# John Deere L120



## 1wlkrdg (5 mo ago)

My mower died and going through all of the troubleshooting the cause may be the fusible link. When turning the switch on I don't show anything on the hour meter. The battery is good. All safety switches are good. I can jump to the starter and it works. I can't locate what to connect the fusible link connects to due to someone removing some wires. Any suggestions?


----------



## HarveyW (Sep 15, 2014)

Good Morning 1wlkrdg, welcome to the forum.

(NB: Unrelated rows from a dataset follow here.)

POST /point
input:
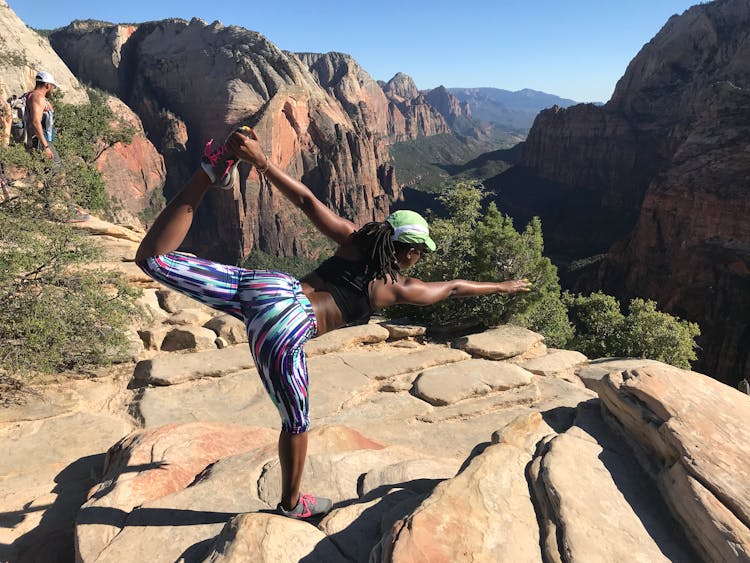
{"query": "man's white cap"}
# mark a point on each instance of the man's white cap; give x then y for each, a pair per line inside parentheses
(44, 76)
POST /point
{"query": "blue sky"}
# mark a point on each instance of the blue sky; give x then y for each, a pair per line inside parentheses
(576, 49)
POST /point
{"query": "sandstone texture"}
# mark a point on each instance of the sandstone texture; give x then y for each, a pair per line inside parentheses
(25, 52)
(331, 134)
(175, 458)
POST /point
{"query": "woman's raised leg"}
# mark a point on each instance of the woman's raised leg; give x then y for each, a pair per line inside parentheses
(173, 223)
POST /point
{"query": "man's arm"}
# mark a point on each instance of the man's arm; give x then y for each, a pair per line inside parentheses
(36, 112)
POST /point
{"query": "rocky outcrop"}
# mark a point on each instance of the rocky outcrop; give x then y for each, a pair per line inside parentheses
(428, 454)
(190, 81)
(692, 434)
(411, 115)
(447, 104)
(133, 172)
(657, 178)
(24, 53)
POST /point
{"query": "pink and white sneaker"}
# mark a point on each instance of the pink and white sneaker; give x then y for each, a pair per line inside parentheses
(220, 165)
(308, 506)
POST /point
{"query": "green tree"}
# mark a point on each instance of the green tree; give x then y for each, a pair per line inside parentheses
(486, 247)
(601, 330)
(649, 333)
(57, 313)
(597, 322)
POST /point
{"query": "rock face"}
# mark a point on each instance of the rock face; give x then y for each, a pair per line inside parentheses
(134, 173)
(410, 113)
(692, 434)
(447, 104)
(25, 52)
(189, 82)
(428, 454)
(658, 178)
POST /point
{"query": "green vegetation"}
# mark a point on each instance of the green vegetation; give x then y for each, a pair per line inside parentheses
(55, 312)
(485, 246)
(602, 330)
(435, 163)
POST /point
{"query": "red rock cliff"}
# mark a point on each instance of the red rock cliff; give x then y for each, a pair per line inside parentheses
(671, 145)
(189, 81)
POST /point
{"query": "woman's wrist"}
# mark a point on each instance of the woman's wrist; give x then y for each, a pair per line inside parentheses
(263, 169)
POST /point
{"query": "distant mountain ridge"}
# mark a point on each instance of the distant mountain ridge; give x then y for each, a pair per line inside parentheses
(510, 109)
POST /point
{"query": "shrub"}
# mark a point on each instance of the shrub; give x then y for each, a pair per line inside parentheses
(488, 248)
(55, 312)
(648, 333)
(602, 330)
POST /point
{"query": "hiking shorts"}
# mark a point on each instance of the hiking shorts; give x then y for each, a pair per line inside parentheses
(278, 316)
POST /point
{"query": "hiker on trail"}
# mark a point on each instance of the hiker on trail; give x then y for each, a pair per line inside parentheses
(41, 131)
(41, 117)
(280, 312)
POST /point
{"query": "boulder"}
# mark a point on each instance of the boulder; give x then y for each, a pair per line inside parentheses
(189, 338)
(168, 369)
(345, 338)
(486, 508)
(230, 328)
(557, 363)
(692, 434)
(152, 464)
(190, 316)
(586, 490)
(398, 329)
(383, 365)
(449, 384)
(266, 538)
(499, 343)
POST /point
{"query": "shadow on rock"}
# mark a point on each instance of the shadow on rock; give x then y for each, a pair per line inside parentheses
(396, 501)
(51, 541)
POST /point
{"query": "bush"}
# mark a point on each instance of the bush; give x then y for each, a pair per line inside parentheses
(602, 330)
(55, 312)
(487, 248)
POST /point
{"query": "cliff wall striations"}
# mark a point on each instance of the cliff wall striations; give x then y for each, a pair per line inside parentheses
(669, 149)
(190, 81)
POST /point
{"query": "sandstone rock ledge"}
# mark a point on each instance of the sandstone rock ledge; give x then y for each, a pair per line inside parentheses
(548, 487)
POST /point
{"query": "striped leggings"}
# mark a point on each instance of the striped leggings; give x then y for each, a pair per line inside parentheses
(278, 317)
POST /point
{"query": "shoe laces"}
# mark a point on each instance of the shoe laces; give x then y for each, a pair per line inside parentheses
(213, 155)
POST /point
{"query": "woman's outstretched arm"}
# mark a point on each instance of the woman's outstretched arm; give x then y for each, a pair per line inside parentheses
(416, 292)
(246, 147)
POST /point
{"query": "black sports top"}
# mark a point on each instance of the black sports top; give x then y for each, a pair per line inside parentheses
(348, 284)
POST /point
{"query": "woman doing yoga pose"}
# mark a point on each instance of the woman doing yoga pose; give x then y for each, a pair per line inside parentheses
(282, 313)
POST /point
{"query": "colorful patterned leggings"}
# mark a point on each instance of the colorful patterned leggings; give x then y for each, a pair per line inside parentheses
(278, 317)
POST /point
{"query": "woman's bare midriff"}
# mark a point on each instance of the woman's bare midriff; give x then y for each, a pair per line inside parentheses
(327, 313)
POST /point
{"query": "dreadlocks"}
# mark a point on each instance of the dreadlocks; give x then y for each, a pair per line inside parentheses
(375, 244)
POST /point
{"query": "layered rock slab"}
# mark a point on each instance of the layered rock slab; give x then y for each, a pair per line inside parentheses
(600, 506)
(693, 433)
(152, 464)
(265, 538)
(483, 514)
(446, 385)
(500, 343)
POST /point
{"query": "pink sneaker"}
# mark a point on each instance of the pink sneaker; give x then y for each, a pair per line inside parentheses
(308, 506)
(220, 165)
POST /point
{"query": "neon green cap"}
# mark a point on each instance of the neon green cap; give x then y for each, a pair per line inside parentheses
(411, 228)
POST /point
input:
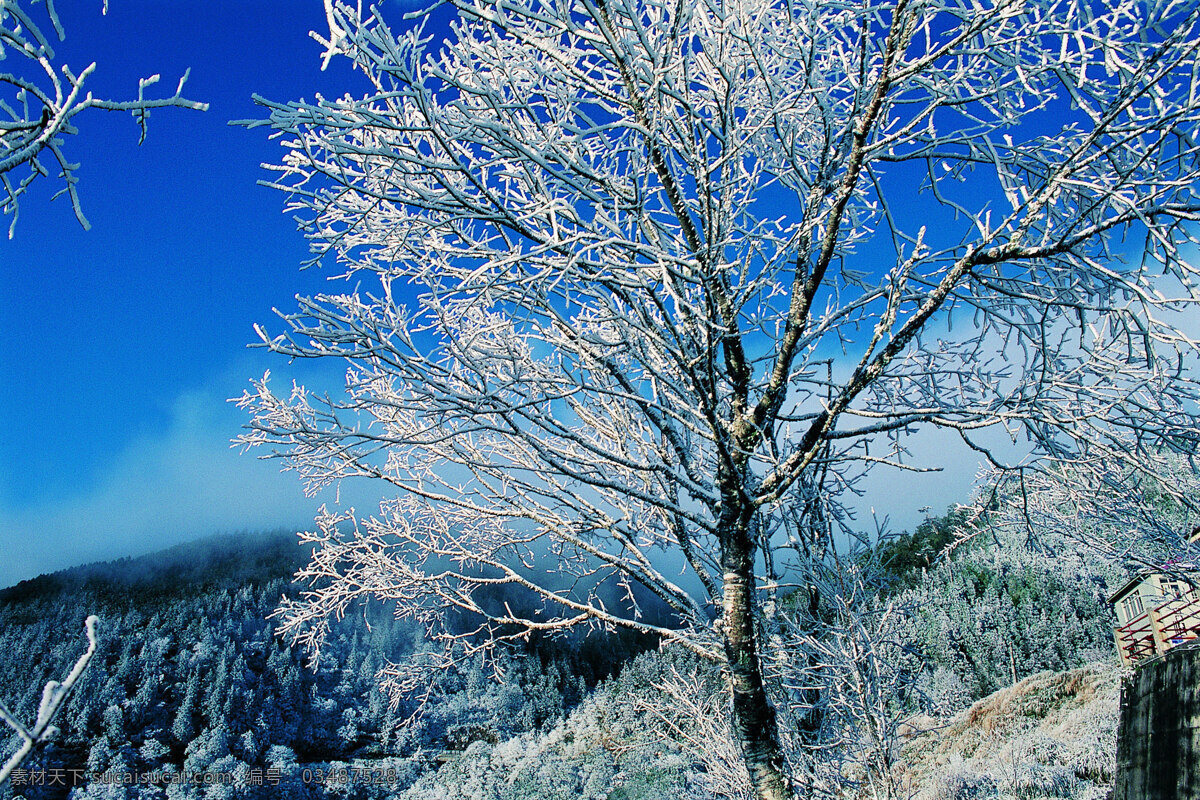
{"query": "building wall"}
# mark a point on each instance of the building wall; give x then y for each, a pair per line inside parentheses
(1158, 739)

I cannot see a fusible link on the electrical diagrams. There is a 20 amp fuse that may be blown. See item #28 on attached wiring diagram. The fuse should be by the battery or by the starter solenoid



https://partscatalog.deere.com/jdrc/sidebyside/equipment/65427/referrer/navigation/pgId/183947559


----------



## HarveyW (Sep 15, 2014)

This video has some good information.


----------



## Rolex (11 mo ago)

The fuse in the video has melted because the connection is poor causing heat.


----------



## Bob Driver (Nov 1, 2017)

On most of the JD L-series, that fused wire is running from the battery lead stud on the starter solenoid *TO  *the key switch not *FROM* the key switch. That's why your hour meter isn't working when you turn the key to the run position, there's no 12VDC coming through the key switch. They don't run another fuse for the electric PTO, that's why it's a 20A fuse. The biggest amp load on the switch is the electric PTO and that's what usually blows the fuse when the clutch gets hot......


----------